Unlike most Southern Baptist Sunday morning services, RRCC meets for weekly worship on Tuesday nights.
“A lot of the people that we are trying to reach out to have rodeos and horse shows they go to on the weekends,” Stafford said. “So, anyway, we got to thinking that we could probably better serve our culture if we offered our church on Tuesday nights instead of the traditional Sunday morning.”
He said RRCC accommodates a unique culture the same way a Hispanic church caters to its Hispanic culture or the way an Asian church serves the Asian community.
“We are our own culture mainly because a lot of the people who come to our church just don’t feel comfortable going to other (styles of) churches,” Stafford said. “It may be the way they dress or the different lifestyles, I don’t know. It is what it is, but they still need the Lord just as much as anyone else.”

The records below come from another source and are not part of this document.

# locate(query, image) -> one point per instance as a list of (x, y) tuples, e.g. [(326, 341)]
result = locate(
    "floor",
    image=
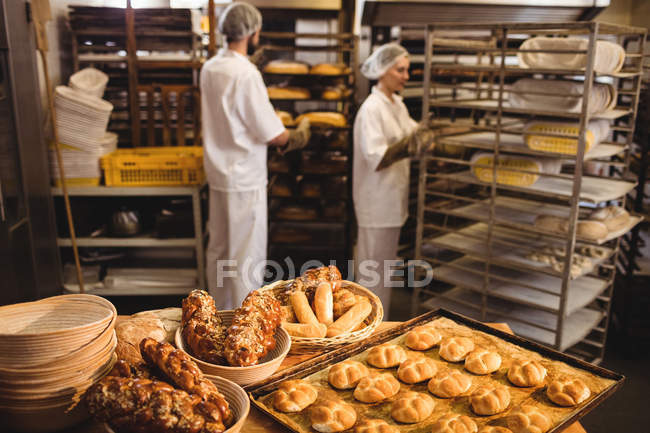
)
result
[(628, 410)]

Another distinctive feature of RRCC is the building where its congregation meets. They meet in an indoor arena, or as Stafford calls it, “a big ol’ barn.” He said the arena is just another way the church tries to cater to its members and prospects.
“It’s all biblical really,” Stafford said, “Jesus traveled throughout the country meeting people where they were at. He met the Samaritan woman at the well … He being the one who went to her. If you were to come to our barn on Tuesday nights you would see people dressed in jeans and cowboy hats and boots versus a coat and tie. We are trying to meet the people, in particular the cowboy community, where they are at.”
The church has also put its “cowboy slant” on other ministries and outreach events it has hosted. In particular, RRCC held its first ever Vacation Bible School (VBS) this summer, and the week-long event was far from traditional.
“We wanted to do VBS our way … on the back of a horse,” Stafford said. “We had 19 kids come out who ranged from 8 to 16 years old. We asked them to bring their horses and we taught them horsemanship and related their walk with their horse to their walk with God.”
He said they had daily chapel times where they talked about everything from the Gospel and what it means to be saved to self confidence issues and the Bible truth that everyone is perfectly and wonderfully made by God.
“Before the week even started we ranked the information we wanted to share with the group from one to ten, one being the most important,” Stafford said. “The Gospel message was number one and horses were number ten.”
Following the horse clinic Bible school, three students were saved and baptized.
“We went ahead and baptized them during our Friday night family night,” Stafford said. “In fact, just this last Tuesday we baptized another kid who also came to know the Lord as a result of VBS. Things have really been exciting.”
And like everything else RRCC does, the church’s baptisms also display its unique cowboy ways.
“We call it a cowboy dunkin’,” Stafford explained. “We’ve baptized some people in a horse trough, some in the creek and some in a pond … just wherever we’re at and what’s available to us.”
Though RRCC hasn’t been around very long, Stafford said it has already been active in mission work. The church has three different teams of volunteers that compete at weekend rodeos and afterward lead in Bible study groups. The church has also taken two mission trips to Greenlee, Colo., where it did Rodeo Bible Camps.
“The initial goal was to first establish a strong prayer ministry within the church and to then support and go on mission trips,” Stafford said. “We want to be mission-minded in everything we do.”
The people of RRCC are looking forward to the future of the church and its ministries. They are currently working on a large building project and they also have visions of expanding their small group ministries. Both, Stafford believes, will reach out to more people in their cowboy culture.
“Again, we are about meeting people where they are at and making our church fit our culture,” he said. “The town didn’t need another First Baptist Church located on First and Main. We had to get outside of that box and I think we’ve done it.”